Before a large crowd of curious onlookers, the sensor and component maker demonstrated the latest version of its robot at the Ceatec electronics show in Japan this week. Developed to showcase the company's sensors, the robot includes gyro sensors for detecting its position and the slope of the terrain, an ultrasonic sensor and a shock sensor.
It first appeared at last year's show where it cycled an s-shaped curve. That may seem simple until you think back to the first time you tried to ride a bicycle; balancing on two wheels is difficult enough for humans. For robots, which have far fewer sensors sending information to a less powerful brain, it's quite a feat.
To out-do last year's ride, Murata's robot cycled up a 25-degree incline. The robot achieved the task in several demonstrations Wednesday without a problem.
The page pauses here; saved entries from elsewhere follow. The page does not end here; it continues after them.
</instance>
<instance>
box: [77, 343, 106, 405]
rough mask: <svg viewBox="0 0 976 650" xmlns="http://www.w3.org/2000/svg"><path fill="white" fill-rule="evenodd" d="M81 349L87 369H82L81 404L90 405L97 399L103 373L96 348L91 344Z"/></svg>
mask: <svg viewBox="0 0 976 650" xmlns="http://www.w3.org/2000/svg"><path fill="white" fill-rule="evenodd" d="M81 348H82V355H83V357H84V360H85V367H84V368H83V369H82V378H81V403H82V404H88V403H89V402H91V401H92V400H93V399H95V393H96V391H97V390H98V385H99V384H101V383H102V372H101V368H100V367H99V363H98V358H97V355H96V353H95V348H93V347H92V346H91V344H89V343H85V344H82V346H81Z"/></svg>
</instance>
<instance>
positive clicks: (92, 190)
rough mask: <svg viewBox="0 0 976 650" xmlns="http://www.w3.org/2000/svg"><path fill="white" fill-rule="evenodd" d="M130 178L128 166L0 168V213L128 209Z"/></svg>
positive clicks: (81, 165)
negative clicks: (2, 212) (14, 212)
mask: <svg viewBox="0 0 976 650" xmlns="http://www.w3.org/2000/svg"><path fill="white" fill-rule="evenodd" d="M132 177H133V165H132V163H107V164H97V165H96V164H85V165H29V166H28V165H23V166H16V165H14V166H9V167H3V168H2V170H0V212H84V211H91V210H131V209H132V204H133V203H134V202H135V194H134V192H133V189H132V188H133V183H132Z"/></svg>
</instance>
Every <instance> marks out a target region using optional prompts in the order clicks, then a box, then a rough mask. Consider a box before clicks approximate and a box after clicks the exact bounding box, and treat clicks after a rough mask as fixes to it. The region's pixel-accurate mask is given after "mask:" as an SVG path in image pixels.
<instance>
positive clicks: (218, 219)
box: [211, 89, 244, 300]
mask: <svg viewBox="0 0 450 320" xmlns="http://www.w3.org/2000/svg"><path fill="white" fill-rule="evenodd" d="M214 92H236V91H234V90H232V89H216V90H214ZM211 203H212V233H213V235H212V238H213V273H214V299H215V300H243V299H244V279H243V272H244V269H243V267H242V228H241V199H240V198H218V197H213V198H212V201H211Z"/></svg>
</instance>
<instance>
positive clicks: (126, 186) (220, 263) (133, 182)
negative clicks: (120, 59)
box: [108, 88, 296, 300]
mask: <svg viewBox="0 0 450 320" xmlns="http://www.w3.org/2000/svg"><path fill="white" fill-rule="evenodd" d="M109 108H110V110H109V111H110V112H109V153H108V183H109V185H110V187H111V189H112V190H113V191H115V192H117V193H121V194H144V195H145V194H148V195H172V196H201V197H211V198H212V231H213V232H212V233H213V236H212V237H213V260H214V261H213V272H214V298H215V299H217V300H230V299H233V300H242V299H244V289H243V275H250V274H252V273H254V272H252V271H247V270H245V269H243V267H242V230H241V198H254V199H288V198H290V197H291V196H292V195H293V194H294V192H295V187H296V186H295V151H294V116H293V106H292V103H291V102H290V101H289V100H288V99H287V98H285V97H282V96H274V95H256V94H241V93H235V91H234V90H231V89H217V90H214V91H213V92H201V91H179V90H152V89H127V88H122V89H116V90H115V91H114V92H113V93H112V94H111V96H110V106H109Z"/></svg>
Murata also showed the robot backing up the bicycle into a parking space, and how the robot could be controlled from a cell phone using a Bluetooth link.
The robot is about more than just technology. Sensors aren't particularly sexy products and companies like Murata compete for the attention of show-goers with the likes of Sony Corp. and Toshiba Corp., who put on glitzy stage-shows filled with shiny gadgets. Maruta's robot helped the company attract Ceatec attendees and boost its brand-image.